The egregious Chris is touting the idea that there should be an International Court of the Environment in London, which should become "the supreme legal authority for settling issues regarding harm to the environment". Apart from another boost to tranzie ambitions, this would, of course, provide another generous income stream for high-priced city lawyers - as well as jobs for the LECG "experts".
But the main contribution of Mr Osborne is his conviction that:
… we are heading for an investment gold rush in new green technologies comparable to the dot-com boom a decade ago. America, where the providers of capital already have close links with the academics researching the technologies, is ahead of Europe. "The same VCs who were sticking money into the dot-coms world as an emerging, pattern-breaking transformation are back again. They have the money. They have the clout. They are looking for stuff that will provide the breakthrough," he says.And just like the dot-com bubble, this green-con boom will burst in due course.
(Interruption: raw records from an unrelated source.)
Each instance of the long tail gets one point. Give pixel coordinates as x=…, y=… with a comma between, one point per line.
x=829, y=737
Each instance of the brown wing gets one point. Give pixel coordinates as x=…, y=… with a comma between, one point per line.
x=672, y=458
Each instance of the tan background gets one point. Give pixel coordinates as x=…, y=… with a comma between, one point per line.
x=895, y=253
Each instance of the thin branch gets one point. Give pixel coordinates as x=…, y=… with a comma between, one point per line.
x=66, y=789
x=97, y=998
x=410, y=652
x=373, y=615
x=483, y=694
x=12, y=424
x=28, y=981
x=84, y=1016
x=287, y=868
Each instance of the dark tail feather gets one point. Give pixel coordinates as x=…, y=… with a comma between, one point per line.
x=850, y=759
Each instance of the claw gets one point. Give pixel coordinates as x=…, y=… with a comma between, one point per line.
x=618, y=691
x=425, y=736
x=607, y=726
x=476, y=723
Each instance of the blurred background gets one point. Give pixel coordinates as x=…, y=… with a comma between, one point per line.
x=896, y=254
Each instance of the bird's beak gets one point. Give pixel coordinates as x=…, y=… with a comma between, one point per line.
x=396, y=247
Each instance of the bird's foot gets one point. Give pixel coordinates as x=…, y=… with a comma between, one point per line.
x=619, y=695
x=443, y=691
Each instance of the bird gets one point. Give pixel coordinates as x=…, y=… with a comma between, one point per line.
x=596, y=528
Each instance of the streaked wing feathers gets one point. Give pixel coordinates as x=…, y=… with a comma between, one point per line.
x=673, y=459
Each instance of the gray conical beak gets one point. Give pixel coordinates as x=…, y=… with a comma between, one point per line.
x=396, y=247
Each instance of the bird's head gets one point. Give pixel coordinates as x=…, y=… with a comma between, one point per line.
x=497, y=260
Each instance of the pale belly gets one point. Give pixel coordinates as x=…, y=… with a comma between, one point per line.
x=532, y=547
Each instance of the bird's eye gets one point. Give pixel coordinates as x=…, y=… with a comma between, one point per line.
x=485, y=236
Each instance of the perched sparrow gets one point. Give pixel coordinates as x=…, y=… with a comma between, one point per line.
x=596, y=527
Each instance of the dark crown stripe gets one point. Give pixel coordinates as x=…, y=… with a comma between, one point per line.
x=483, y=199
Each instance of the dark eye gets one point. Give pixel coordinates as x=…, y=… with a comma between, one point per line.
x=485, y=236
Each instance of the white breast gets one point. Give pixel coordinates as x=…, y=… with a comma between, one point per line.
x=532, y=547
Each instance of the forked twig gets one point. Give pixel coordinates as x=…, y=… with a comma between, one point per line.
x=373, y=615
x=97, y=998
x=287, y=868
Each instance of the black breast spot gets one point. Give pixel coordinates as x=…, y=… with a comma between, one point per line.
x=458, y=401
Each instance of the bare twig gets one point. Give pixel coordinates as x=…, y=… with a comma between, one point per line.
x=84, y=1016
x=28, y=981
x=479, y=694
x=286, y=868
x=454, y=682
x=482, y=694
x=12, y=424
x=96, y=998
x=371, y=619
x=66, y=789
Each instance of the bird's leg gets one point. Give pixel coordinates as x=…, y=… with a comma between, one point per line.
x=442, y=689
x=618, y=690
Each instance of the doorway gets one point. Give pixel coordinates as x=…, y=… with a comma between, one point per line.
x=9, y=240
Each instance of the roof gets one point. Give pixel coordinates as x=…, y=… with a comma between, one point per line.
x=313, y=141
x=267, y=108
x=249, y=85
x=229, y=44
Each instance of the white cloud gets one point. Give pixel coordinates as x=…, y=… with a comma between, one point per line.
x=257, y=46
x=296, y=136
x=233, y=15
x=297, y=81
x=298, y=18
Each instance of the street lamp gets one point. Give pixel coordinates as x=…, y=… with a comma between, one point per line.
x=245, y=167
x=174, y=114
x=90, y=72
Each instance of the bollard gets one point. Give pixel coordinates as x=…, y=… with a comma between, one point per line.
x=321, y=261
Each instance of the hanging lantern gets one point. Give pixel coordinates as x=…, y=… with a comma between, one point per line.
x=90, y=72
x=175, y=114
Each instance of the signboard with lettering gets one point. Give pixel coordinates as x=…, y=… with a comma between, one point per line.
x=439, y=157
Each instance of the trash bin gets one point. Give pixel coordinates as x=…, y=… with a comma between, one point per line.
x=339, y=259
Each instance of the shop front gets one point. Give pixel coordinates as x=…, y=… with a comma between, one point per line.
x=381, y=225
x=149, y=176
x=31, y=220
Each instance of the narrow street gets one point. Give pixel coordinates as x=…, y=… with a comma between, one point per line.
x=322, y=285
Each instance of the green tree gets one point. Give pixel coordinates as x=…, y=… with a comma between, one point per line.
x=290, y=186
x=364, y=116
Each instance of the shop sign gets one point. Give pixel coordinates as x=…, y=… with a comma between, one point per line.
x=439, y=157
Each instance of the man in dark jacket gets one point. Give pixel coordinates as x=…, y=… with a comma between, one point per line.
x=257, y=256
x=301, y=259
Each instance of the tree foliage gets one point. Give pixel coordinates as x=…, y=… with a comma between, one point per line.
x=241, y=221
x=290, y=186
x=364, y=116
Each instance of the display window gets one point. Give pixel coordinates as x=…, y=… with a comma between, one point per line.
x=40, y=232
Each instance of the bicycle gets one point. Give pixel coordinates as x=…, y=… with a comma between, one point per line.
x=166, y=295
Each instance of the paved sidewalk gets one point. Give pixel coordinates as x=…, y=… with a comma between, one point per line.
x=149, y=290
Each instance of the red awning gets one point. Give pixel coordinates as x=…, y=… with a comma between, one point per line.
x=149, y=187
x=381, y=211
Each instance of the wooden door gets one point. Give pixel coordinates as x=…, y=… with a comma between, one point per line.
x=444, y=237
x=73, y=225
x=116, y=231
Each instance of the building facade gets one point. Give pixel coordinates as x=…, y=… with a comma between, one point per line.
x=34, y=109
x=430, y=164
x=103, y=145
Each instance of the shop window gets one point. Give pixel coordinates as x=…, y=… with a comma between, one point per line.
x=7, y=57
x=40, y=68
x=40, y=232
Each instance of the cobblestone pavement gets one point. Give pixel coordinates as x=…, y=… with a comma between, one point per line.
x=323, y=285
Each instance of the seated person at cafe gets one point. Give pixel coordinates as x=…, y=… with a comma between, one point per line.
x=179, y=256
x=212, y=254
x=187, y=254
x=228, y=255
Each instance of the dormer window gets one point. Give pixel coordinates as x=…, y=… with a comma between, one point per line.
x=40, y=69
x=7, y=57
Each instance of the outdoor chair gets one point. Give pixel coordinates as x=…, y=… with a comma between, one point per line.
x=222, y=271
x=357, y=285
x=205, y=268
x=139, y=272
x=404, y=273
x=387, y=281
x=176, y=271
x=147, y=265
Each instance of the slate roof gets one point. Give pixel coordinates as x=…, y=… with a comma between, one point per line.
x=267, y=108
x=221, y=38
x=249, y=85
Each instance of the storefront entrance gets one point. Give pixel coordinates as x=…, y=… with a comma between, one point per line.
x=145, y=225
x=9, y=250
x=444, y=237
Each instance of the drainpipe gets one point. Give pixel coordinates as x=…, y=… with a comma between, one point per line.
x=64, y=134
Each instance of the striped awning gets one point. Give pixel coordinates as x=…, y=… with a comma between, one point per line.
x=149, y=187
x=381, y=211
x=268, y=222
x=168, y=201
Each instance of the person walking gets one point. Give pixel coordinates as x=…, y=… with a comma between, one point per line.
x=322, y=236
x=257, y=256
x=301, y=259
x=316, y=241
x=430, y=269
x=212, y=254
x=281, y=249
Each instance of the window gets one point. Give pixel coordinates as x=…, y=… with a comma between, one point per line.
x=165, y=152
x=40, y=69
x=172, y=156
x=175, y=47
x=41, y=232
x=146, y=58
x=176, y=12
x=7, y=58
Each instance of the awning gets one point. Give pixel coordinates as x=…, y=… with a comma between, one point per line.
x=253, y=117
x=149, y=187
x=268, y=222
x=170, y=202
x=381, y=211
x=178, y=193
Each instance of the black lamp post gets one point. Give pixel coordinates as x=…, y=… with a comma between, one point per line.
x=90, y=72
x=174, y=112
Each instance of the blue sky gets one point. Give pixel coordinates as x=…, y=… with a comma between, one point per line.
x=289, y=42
In the meantime the money men and the corporates are rushing in to milk it for all it's worth.
Osborne sees the development of renewables such as wind, solar power and biofuels as "seed corn", businesses that are still insignificant today in profit terms. But, noting the "professed devotion" of Shell and BP to renewables, he dismisses the accusation of "greenwash". "Greenwash is a pejorative term," he says. "I'm not sure that's warranted. These are companies like any other companies and they exist to make money."